After constructing a championship-level team in the 2004-2005 season that many around the league saw as favorites to win it all before Joe Johnson broke his face against the Mavericks in the Conference Semifinals, Suns management has made awful personnel decisions at every turn. That team’s key pieces were Nash, Stoudemire, Johnson, and Shawn Marion, playing in a Mike D’Antoni system perfectly suited for their talents, locals knew them as “The Run-N-Gun Suns.” Following that season, Johnson was traded after owner Robert Sarver refused to pay him top-level money. Marion was traded a couple years later, and Stoudemire was let go during free agency due to long-term health concerns. The reasons for letting go of Stoudemire were completely valid, but what the team tried to do to replace him was idiotic at best, signing Hedo Turkoglu, Josh Childress, Hakim Warrick and Channing Frye to long-term big money deals (Frye is the only one still with the team, sitting out this season due to injury). The team has gone from four all-stars to none in a span of eight years.
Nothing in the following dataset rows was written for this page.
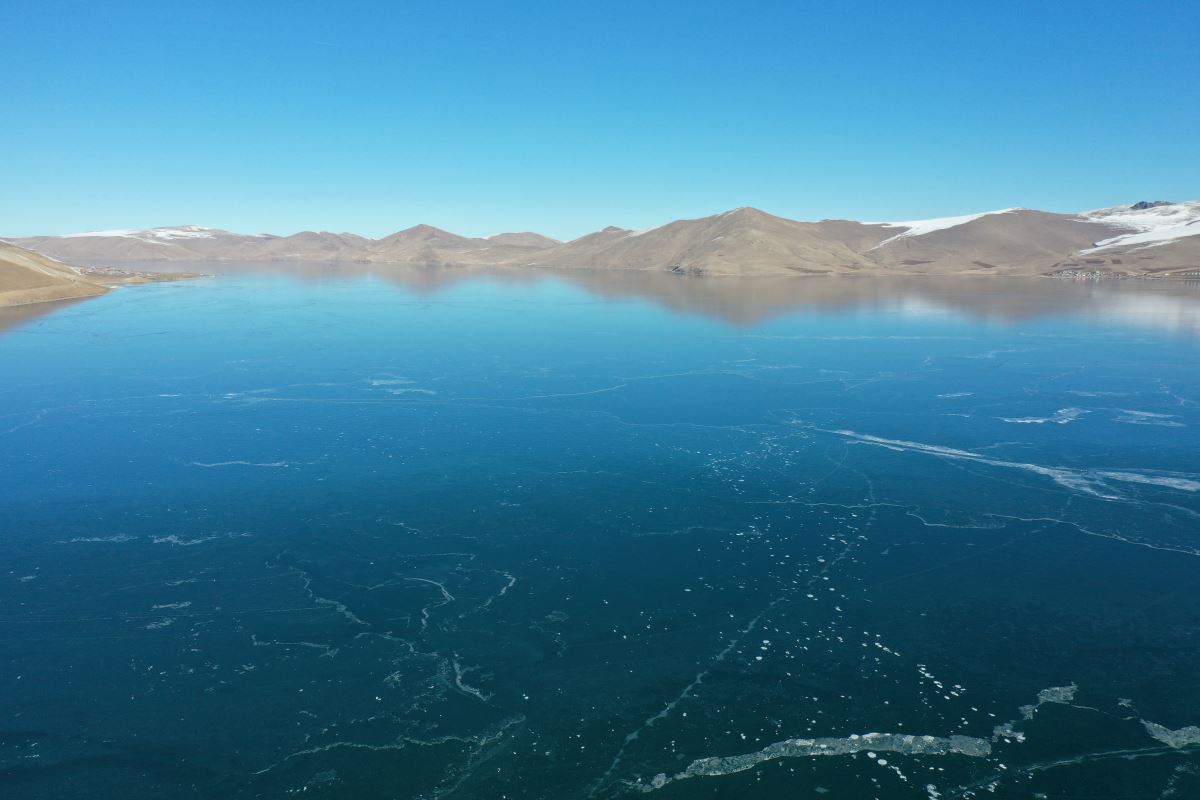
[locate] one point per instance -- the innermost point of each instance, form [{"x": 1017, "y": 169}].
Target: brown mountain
[
  {"x": 28, "y": 277},
  {"x": 743, "y": 241},
  {"x": 1157, "y": 239}
]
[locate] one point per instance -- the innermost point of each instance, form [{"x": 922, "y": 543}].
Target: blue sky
[{"x": 568, "y": 116}]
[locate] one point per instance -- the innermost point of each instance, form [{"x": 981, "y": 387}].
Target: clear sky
[{"x": 567, "y": 116}]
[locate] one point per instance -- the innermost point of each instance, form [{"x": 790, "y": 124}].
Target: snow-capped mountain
[{"x": 1145, "y": 239}]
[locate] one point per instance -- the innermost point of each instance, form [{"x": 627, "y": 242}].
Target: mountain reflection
[{"x": 1171, "y": 306}]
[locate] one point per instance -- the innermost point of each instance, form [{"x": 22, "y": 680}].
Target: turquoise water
[{"x": 298, "y": 531}]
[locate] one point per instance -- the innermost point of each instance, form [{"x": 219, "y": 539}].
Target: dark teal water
[{"x": 462, "y": 535}]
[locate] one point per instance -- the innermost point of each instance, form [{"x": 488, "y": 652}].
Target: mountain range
[{"x": 1143, "y": 239}]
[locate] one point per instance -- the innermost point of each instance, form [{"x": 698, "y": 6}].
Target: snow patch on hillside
[
  {"x": 922, "y": 227},
  {"x": 1150, "y": 227},
  {"x": 153, "y": 235}
]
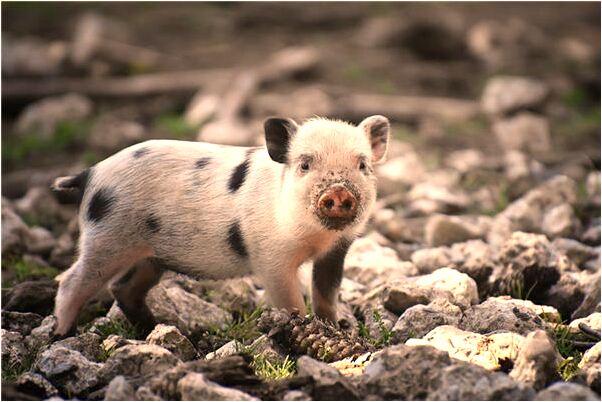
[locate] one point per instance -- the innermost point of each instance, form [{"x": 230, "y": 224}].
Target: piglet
[{"x": 215, "y": 212}]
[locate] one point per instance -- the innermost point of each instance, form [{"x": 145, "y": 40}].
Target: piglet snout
[{"x": 337, "y": 202}]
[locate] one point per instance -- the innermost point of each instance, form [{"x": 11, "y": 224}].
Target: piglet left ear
[
  {"x": 377, "y": 128},
  {"x": 278, "y": 133}
]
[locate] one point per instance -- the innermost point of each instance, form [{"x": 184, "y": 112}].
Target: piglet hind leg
[
  {"x": 90, "y": 273},
  {"x": 326, "y": 281},
  {"x": 130, "y": 293}
]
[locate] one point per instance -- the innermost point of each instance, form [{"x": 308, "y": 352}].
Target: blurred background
[{"x": 485, "y": 99}]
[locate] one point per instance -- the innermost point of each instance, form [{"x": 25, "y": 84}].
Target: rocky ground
[{"x": 479, "y": 274}]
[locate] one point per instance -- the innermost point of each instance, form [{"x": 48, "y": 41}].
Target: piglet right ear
[{"x": 278, "y": 133}]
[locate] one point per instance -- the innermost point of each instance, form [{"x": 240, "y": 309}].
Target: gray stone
[
  {"x": 561, "y": 221},
  {"x": 444, "y": 230},
  {"x": 119, "y": 389},
  {"x": 36, "y": 384},
  {"x": 327, "y": 382},
  {"x": 525, "y": 132},
  {"x": 505, "y": 94},
  {"x": 577, "y": 252},
  {"x": 22, "y": 323},
  {"x": 171, "y": 338},
  {"x": 44, "y": 115},
  {"x": 493, "y": 315},
  {"x": 465, "y": 382},
  {"x": 189, "y": 313},
  {"x": 537, "y": 361},
  {"x": 403, "y": 372},
  {"x": 13, "y": 349},
  {"x": 195, "y": 387},
  {"x": 419, "y": 320},
  {"x": 296, "y": 395},
  {"x": 68, "y": 370},
  {"x": 566, "y": 391},
  {"x": 138, "y": 363}
]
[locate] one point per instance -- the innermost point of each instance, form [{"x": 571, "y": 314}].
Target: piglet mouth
[{"x": 337, "y": 207}]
For anyone who thinks the future is promised to successful teams with young talent, think again. Win when you can, the future isn’t guaranteed.
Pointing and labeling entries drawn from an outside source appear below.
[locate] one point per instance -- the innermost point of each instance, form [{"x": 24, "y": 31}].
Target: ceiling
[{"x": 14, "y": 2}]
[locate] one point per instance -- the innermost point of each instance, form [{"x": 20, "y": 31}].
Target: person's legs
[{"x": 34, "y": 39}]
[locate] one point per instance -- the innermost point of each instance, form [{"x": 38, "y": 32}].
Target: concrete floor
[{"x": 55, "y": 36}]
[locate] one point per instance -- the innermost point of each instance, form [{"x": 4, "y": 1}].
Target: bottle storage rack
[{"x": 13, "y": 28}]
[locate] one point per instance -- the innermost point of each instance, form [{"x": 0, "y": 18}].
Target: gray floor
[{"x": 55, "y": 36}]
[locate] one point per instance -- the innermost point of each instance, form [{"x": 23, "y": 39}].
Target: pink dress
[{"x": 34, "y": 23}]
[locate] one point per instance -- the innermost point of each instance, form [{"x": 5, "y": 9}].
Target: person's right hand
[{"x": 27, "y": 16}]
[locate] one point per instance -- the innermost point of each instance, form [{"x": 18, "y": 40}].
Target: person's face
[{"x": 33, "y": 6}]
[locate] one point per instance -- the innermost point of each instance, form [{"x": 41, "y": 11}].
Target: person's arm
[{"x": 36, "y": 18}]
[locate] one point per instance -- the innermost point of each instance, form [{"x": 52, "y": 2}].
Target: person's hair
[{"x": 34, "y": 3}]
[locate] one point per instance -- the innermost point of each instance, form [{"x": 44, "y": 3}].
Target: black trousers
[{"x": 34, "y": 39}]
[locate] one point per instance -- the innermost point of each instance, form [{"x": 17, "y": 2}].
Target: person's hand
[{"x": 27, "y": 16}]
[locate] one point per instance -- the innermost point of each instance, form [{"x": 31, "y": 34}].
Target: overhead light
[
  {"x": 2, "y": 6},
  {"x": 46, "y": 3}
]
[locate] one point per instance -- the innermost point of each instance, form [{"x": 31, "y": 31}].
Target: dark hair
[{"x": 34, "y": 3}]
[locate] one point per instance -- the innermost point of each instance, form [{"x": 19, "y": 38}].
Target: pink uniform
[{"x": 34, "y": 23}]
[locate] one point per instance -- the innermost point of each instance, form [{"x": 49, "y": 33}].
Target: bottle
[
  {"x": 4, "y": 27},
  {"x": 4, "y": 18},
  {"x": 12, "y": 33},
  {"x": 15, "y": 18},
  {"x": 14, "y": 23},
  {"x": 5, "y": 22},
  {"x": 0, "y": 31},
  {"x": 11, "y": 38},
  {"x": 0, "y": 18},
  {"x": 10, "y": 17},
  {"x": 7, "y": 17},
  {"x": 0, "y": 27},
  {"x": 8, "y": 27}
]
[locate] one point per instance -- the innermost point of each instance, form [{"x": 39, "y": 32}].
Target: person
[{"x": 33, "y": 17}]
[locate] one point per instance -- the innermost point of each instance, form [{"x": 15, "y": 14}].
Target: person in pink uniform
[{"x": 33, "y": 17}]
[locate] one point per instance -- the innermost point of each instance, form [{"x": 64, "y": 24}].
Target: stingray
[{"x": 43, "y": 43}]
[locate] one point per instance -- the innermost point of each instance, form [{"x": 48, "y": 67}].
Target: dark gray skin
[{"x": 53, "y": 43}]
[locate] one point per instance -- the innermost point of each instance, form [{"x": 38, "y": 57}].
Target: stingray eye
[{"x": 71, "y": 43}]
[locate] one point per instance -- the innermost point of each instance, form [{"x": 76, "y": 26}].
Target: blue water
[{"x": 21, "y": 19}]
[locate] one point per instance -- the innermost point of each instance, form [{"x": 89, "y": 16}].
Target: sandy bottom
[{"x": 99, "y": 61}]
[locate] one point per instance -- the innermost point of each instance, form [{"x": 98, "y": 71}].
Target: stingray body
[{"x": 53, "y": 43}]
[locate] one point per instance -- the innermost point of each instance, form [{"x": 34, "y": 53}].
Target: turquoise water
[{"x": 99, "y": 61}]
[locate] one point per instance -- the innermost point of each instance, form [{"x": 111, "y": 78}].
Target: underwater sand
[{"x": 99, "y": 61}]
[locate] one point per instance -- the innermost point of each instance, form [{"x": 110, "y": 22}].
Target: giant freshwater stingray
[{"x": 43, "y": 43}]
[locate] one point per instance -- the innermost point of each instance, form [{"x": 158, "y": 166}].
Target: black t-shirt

For fans, there isn’t even a player on this team who excites you. New Orleans may be the worst team in the West, but fans there can look at Gordon, Anthony Davis and Austin Rivers and see hope for the future. Markieff Morris is a good option off the bench for the Suns, but not a player who shows any signs of becoming a superstar down the road. One would imagine opponents don’t know how to defend the Suns coming into a game not because they are so stacked it’s scary, but because no one on the roster demands a double-team. An optimist will say, “Anyone could go off on their team and lead if they get hot on a given night.” A realist will say, “No one on that team is good enough to lead them, even if they do get hot.”
Suns fans can look at the team and say at least they are tanking it badly enough to get a good spot in the lottery. Other teams can also look at them as a viable trading partner for solid pieces to add down the stretch of the season without having to make a substantial financial move, with Dragic as the team’s highest-paid player at $7.5 million this season. Few of the Suns players are signed past this year, so there will be flexibility in the off-season as the team tries to rebuild. They also have the benefit of an additional first-round pick acquired from the Lakers in the Nash trade, a pick that would be in the lottery if the season ended today.
For now, there is nothing exciting about the Suns. Parents raising their kids will emphasize the value of teamwork over individual talent, but even the best of parents realize the teams with the best players will win as long as those players can co-exist (take a look at the aforementioned Lakers for an example of talent that can’t co-exist). The Suns players work very well together, they just aren’t very good individuals. Teams need superstars. Superstars put butts in seats, get cities excited and proud to be supporting their home-town team, but most importantly, they win games. When you put multiple superstars together, you win championships. The Suns have no superstars, no chance of winning a championship, and practically no hope.